Methionine – It is an important amino acid that helps to initiate translation of messenger RNA. It supplies sulfur and other compounds required by the body for normal metabolism and growth.
Phenylalanine – It plays a key role in the biosynthesis of other amino acids and some neurotransmitters.
Proline – It plays important roles in molecular recognition, particularly in intracellular signaling and a component that uses collagen fragments to stimulate wound healing.
Serine – It is highly concentrated in all cell membranes, aiding in the production of immunoglobulins and antibodies.
Taurine – It scavenges reactive oxygen species hypochlorite that plays an important role in numerous physiological functions.

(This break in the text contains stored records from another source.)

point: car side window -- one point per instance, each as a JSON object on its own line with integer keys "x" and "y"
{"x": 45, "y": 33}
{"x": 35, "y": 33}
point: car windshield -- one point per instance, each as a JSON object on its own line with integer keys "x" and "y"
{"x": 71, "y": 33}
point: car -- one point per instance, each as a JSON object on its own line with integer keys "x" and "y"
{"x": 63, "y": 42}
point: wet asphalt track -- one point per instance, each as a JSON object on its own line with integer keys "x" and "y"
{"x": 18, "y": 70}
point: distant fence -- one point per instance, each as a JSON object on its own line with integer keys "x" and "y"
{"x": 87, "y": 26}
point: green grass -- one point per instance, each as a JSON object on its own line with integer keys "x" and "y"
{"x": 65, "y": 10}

L-Theanine – It is involved in the formation of the inhibitory neurotransmitter, GABA which in turn affects serotonin and dopamine.
Threonine – An important component in the formation of protein, collagen, elastin and tooth enamel.
Tryptophan – It enhances relaxation and sleep, relieves minor premenstrual symptoms, soothes nerves and anxiety, and reduces carbohydrate cravings.
Tyrosine – It is used to treat conditions including mood enhancement, appetite suppression, and growth hormone (HGH) stimulation.
Valine – It is useful in treatments involving muscle, mental, and emotional upsets, and for insomnia and nervousness.
Ornithine – Stimulate growth hormones and has an antiaging effect. It can regenerate the thymus gland, liver, heart tissue, enhance muscle growth and increase immune system function.